I was really captured by this poem. It flowed so wonderfully and the story was very gripping. I have to agree with Mae, the depression in itself was hard but losing your parents...well it must have been hard. This was a wonderful poem.
Victoria

        05-21-2010     Frank Fields        

This is a wonderful sharing, even at the price you paid to relive the sadness of those years. Some few will never know or understand those years, but works like this help to bridge that gap of understanding. In a very powerful way.
Thank you for allowing us to read this work.

Frank :)

        05-17-2010     Susan Brown        

Hi Arthur,
This is a very moving piece of period work.

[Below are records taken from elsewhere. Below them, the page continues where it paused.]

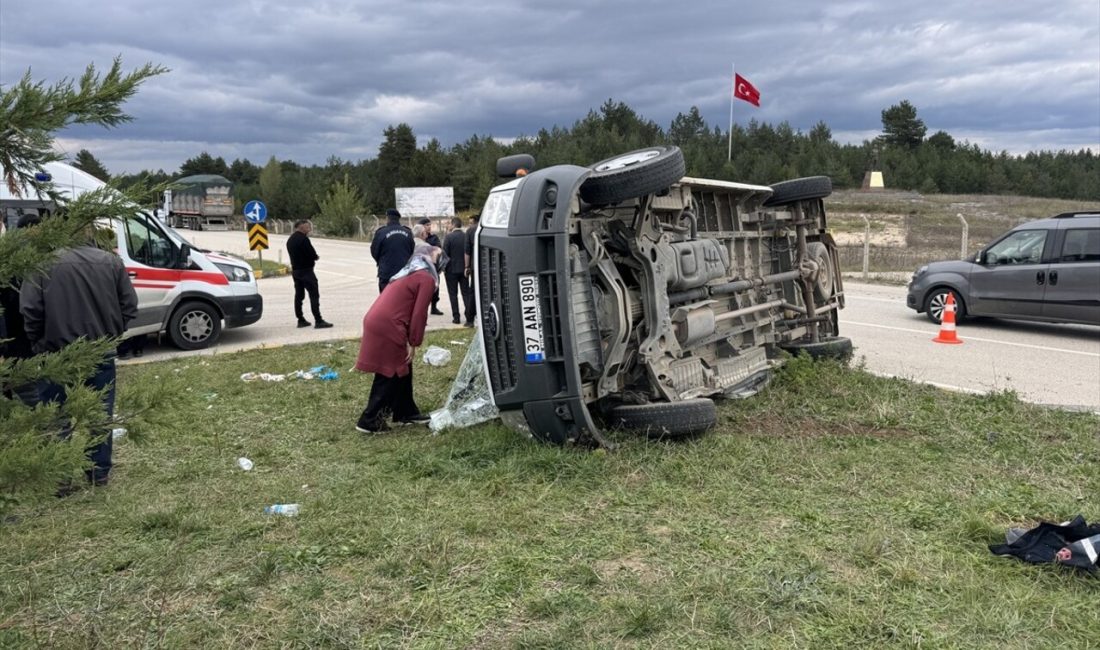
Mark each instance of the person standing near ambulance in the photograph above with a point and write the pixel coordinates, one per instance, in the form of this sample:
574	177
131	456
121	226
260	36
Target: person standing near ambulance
85	294
303	260
391	248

The images are so real and hauntingly fresh, even today, to envision. Enjoyed the back alley sit as well as the walk.
Susan

        05-17-2010     Mae Futter Stein        

Hi Arthur,
Your poem was so true to all you wrote. The depression of the 1930's was bad on all, but to lose your mom and dad so young, even makes it worse. You came a long way, and I can tell that you did very well in life to be here to write this nice poem story. I enjoyed reading it very much. Mae

        05-17-2010     Raja Sharma        

Dear brother,

The magical flow of the words is really spellbinding.The story,with the help of your precise diction, is successful to make room in the minds of the readers.
Your poems, like always, have a magical ring in them.